= Michael Feneley =

Australian cardiologist

Professor Michael Patrick Feneley AM is an Australian cardiologist.

==Medical career==
Feneley has been the Director of Cardiology at St Vincent's Hospital, Sydney, since 1993. Other positions include as Director, Heart Lung Program since 2004, chairman, St Vincent's Medical Council 2003–2008, a board member of St Vincent's and Mater Health Sydney 2003-2008 and Director, Physician Training for over 5 years.

Feneley's research altered the recommendations for the performance of manual cardiopulmonary resuscitation (CPR) and altered the management of patients with atrial fibrillation, the most common significant disturbance of heart rhythm.

==Politics==

Feneley is a perennial political candidate for the Liberal Party. He was a candidate in the 2010 Australian federal election in the seat of Kingsford Smith, losing to Labor's Peter Garrett.

Seven months later Feneley stood as the Liberal candidate in the 2011 New South Wales state election in the seat of Maroubra where he was defeated by Labor's Michael Daley. He was defeated by Garrett's replacement as Labor candidate, former Senator Matt Thistlethwaite—in the process, paring the Labor margin down to just 2.7 percent.

Feneley recontested Kingsford Smith at the 2016 Federal election but was defeated in a rematch against Thistlewaite. This time, Thistlewaite picked up enough of a swing to revert Kingsford Smith to safe Labor.

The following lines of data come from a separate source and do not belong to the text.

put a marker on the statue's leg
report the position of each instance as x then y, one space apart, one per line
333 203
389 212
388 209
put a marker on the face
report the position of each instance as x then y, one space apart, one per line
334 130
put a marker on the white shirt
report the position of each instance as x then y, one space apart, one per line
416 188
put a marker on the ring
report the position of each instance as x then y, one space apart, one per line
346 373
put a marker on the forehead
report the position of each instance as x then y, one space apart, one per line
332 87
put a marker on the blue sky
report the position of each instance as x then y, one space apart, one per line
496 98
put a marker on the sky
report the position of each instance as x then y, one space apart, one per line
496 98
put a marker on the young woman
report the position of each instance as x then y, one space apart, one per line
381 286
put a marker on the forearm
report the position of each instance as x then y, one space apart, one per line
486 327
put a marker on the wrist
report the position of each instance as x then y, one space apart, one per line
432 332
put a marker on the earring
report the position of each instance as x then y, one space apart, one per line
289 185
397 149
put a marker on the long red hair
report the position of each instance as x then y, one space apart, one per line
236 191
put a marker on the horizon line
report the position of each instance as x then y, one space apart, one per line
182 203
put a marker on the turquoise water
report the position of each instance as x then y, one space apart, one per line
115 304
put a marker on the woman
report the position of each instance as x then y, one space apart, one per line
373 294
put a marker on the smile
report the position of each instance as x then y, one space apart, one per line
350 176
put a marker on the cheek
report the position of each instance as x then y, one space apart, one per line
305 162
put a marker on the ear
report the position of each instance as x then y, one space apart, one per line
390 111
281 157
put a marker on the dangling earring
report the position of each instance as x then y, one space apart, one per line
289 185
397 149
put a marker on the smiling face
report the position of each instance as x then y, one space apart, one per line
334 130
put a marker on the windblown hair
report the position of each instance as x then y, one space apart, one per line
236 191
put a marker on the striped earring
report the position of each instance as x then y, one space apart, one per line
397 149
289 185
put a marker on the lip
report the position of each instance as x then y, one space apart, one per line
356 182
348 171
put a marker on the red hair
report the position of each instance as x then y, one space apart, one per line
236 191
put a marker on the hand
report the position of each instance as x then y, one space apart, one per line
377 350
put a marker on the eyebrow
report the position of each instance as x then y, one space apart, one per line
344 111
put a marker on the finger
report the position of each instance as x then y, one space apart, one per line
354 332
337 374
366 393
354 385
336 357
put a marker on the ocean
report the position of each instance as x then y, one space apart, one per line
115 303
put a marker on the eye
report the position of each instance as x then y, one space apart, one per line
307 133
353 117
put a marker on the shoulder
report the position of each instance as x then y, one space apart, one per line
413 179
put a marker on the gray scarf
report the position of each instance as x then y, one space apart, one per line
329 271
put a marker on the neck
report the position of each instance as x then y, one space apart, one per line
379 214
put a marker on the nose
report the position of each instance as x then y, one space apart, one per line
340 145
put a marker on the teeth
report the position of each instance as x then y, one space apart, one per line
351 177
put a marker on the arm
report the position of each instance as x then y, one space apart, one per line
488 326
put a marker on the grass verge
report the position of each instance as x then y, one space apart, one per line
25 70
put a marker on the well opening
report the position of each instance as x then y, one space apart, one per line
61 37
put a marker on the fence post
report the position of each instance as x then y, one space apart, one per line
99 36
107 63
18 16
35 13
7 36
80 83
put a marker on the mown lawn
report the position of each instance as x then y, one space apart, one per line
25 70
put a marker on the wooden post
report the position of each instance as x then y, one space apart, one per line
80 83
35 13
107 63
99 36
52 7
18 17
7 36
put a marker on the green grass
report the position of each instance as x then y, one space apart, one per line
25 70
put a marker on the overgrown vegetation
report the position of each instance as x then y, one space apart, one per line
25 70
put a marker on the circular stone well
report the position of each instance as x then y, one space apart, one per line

Feneley was a candidate for Liberal preselection for the 2018 Wentworth by-election however he was defeated by Dave Sharma.

In 2022 Feneley won preselection for the marginal seat of Dobell on the NSW central coast for the 2022 Federal Election, but was unsuccessful. In 2025, Feneley unsuccessfully sought Liberal Party preselection for the north shore electorate of Bradfield, and the Central Coast electorates of Robertson and Shortland.

==Honours==
On 11 June 2012, Feneley was named a Member of the Order of Australia for "service to medicine in the field of cardiology as a clinician, researcher and educator, through contributions to professional organisations, and to the community."

==Personal life==
Feneley is married to his second wife and has four children.

He served as president of the Art Gallery Society of New South Wales Council, the Art Gallery of New South Wales membership organisation, from 2006 to 2010. Prior to this he served as vice-president from 2005 to 2006 and has been a member since 2002.

He has also served as Chair of the East Coast Theatre Company for several years.